When the Sea Turned to Silver Page 29

“He did,” Pinmei said. “He had to. When his father turned into a tiger, the first king couldn’t let him stay in the city. He was too dangerous. So his father was exiled.”

“So it was as a tiger that he was exiled?” Yishan said, scratching his head and looking up as if trying to read a lost memory in the night sky. “I guess that would make sense…”

“If you believe the story, that is,” the king interjected. “There are many parts I find doubtful.”

“But what does this have to do with the Paper?” Pinmei asked. “The Paper turned the first king’s father into a tiger, but that was long before the Paper was given away. How can you have it now?”

“It was my father, the former king of the City of Bright Moonlight, who gave the Paper away over sixty years ago,” the king said. “After he abdicated and became quite old, he returned to the palace with the Paper and a strange story.”

Pinmei looked at Yishan, but he did not meet her eyes. Instead, he was gazing upward. Another star was flying across the sky, making a silver scratch on the black-lacquered night. Pinmei frowned and turned back to the king.

“Does it have something to do with the Green Tiger?” she asked.

“Yes,” the king said. “I suppose it could be considered a new part of the Green Tiger story.”

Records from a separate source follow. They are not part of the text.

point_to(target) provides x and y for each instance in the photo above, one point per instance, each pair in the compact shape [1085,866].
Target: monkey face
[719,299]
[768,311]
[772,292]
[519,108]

“A new part of the Story of the Green Tiger?” Pinmei repeated, giving Yishan a sharp nudge. He glanced at her apologetically. “I didn’t know there was a new part. Please, Your Majesty. I would like to hear the story.”

 

 

My father, in his old age, had taken to traveling in disguise to enjoy the pleasures of common life. One night, on one of his trips, he decided to go for a night walk and found himself by a lake so large and black he could not tell where the water ended and the sky began. In fact, he would not have even known it was a lake at all if it wasn’t for the giant moon reflected in the water.

It was a beautiful sight, and he sat down to admire it. As he rested, he began to hear a strange sound.

A loud splashing echoed in the air, and a giant beast burst from the lake as if ripping through a paper moon. The beast crawled out of the lake, and when it reached the shore, it panted and gasped, exhausted. My father said he had never seen a more wretched creature.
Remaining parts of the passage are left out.